The other man walked over and stared down at Owen, blood dripping from a machete in fat drops not a foot from him. Shaking his head, he said, “You and your damn strays, Hick. I’ll clear out some space in the back.” Walking away, he disappeared through the garage door.

Holding the machete back, ready to strike, the man said, “Did they turn you? Did you drink their blood?”

The question gave Owen pause.

“What the fuck is happening?” he said, and his voice was alien to his ears. Thick with trauma and blood, it sounded an octave lower and obstructed, like he was talking around a mouthful of food.

“Did they make you drink anything, kid?” the man said, clenching the machete through whitened knuckles. “I’m not going to ask you again.”

Owen shook his head. “Blood’s all mine.”

Looking down at him, the flare’s intensity dying as its burned through its fuel, the man caught Owen’s eye and pinned him like a man spear fishing. Owen felt the scales in that stare measuring him against some unknown rubric, and all he could do was stare back, his mouth a bloody snarl. Satisfied, the old man nodded and slid the machete away in a scabbard tied to his belt. He extended a hand, and Owen took it, letting the old man help him to his feet. Owen tried to walk and almost fell again, the old man’s steadying hand keeping him upright.

“Easy boy, take it easy,” the old man said, slipping Owen’s arm over his shoulders and guiding him out. “Sorry we were so late, kid. Milo drives like an old lady.”

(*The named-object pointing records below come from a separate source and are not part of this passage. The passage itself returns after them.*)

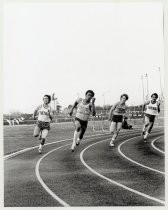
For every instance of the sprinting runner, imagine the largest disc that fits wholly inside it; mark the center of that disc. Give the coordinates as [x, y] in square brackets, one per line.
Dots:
[45, 115]
[85, 107]
[152, 110]
[117, 111]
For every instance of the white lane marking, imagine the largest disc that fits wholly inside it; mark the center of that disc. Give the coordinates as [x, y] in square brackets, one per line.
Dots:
[135, 162]
[6, 157]
[63, 203]
[31, 148]
[114, 182]
[152, 143]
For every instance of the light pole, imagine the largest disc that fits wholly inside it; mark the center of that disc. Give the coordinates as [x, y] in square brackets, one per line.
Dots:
[143, 88]
[161, 93]
[147, 86]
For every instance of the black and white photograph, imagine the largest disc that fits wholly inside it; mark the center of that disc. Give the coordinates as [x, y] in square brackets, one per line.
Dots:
[83, 104]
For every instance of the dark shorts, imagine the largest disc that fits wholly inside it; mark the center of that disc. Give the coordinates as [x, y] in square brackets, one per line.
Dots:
[151, 117]
[82, 123]
[117, 118]
[43, 125]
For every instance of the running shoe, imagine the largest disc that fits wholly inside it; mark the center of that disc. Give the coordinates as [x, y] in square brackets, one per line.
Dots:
[143, 133]
[40, 136]
[111, 144]
[77, 142]
[40, 148]
[73, 148]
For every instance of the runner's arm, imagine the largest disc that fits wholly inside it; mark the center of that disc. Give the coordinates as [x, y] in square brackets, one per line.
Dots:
[111, 111]
[158, 107]
[51, 114]
[74, 106]
[93, 109]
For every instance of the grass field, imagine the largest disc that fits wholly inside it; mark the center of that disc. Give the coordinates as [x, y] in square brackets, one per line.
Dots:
[131, 174]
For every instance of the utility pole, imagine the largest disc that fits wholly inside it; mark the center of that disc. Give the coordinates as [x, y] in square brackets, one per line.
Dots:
[147, 86]
[143, 89]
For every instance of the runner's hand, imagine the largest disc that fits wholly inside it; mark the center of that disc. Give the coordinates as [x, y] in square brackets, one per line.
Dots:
[93, 100]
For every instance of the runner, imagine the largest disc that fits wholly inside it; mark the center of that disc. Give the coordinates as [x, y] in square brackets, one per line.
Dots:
[45, 115]
[152, 110]
[85, 107]
[117, 111]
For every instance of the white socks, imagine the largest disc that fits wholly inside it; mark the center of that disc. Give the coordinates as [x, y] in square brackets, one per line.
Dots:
[76, 134]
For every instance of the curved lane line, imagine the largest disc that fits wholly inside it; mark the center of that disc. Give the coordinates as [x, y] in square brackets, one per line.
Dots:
[31, 148]
[6, 157]
[114, 182]
[156, 148]
[135, 162]
[63, 203]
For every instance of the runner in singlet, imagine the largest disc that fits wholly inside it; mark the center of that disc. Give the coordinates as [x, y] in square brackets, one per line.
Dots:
[85, 107]
[152, 110]
[45, 115]
[116, 114]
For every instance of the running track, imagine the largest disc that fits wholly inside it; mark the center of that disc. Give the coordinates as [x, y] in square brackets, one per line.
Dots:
[131, 174]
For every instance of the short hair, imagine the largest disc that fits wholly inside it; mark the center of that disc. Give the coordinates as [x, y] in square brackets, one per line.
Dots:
[90, 91]
[154, 94]
[49, 98]
[125, 96]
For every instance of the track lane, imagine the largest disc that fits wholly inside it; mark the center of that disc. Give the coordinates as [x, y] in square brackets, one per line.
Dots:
[70, 176]
[71, 160]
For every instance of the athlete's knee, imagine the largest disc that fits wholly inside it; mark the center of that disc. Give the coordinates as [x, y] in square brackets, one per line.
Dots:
[42, 141]
[78, 128]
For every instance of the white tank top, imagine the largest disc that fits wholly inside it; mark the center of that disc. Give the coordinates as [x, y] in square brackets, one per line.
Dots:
[152, 108]
[43, 114]
[83, 110]
[120, 109]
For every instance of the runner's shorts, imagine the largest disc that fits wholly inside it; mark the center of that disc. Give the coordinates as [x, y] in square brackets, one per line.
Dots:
[151, 117]
[82, 123]
[43, 125]
[117, 118]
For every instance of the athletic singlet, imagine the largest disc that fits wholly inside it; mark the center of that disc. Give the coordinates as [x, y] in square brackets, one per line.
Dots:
[43, 114]
[119, 109]
[83, 110]
[152, 109]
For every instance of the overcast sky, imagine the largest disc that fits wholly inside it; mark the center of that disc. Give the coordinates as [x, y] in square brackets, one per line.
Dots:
[68, 48]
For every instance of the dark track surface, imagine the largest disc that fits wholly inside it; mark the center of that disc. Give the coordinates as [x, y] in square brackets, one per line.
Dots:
[64, 174]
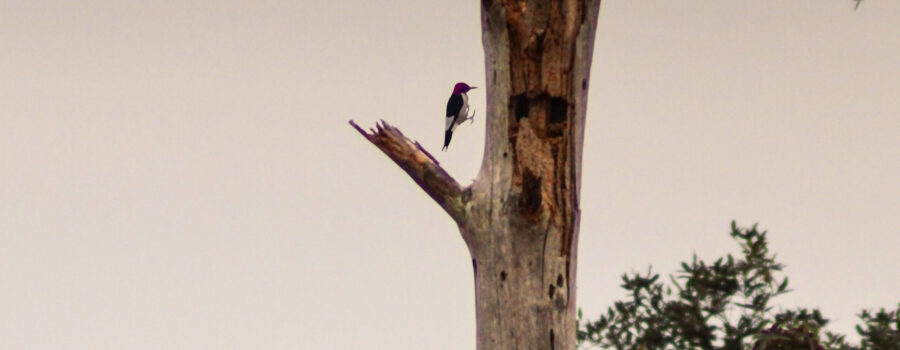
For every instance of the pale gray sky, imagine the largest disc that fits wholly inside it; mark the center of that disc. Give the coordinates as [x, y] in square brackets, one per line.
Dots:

“Uh, thanks,” Owen said as Milo reappeared in the doorway a gallon sized gas can in his gloved hands. He nodded to them as they walked by and Owen smelled the acrid stench of gasoline as Milo started splashing it around the garage. He turned his head, letting the other man lead him out the back.

“What the fuck,” Owen said, shaking his head to clear the cobwebs. “Who are you people?”

“I’m Hick, the other guy is Milo,” he said. “You did good fighting them off like you did, didn’t think you had it in you.”

As they reached the door, Owen saw Milo step out of the room and light another flare, taking a couple of big steps away from the garage before tossing it in. Flames leapt out the door, the heat strong enough that he felt it as they crossed the threshold into the warm North Carolina evening. The air was crisp and clear and Owen took a heavy lungful as the old man half carried him to a huge Denali parked behind the cab he’d arrived in light years ago.

“Get him in, Hick, we got less than five minutes,” Milo said, clambering into the driver’s seat.

“You heard him,” Hick said. “Can you get up there?”

Nodding, Owen used the door for support and crawled into the Denali’s long couch style back seat. The slight bump in the middle dug into his back, but he found a good spot as the door closed.

“What the fuck was that?” he said, the vague image of Hick getting in on the passenger side dancing at the edges of his vision. Owen knew he should stay awake, aware that these guys could be as bad as the ones who just beat him to hell, but his body was incapable of complying and his eyes began to shut of their own volition, his brain easing him into unconsciousness.

“Vampires,” he heard Hick say as the darkness edged in.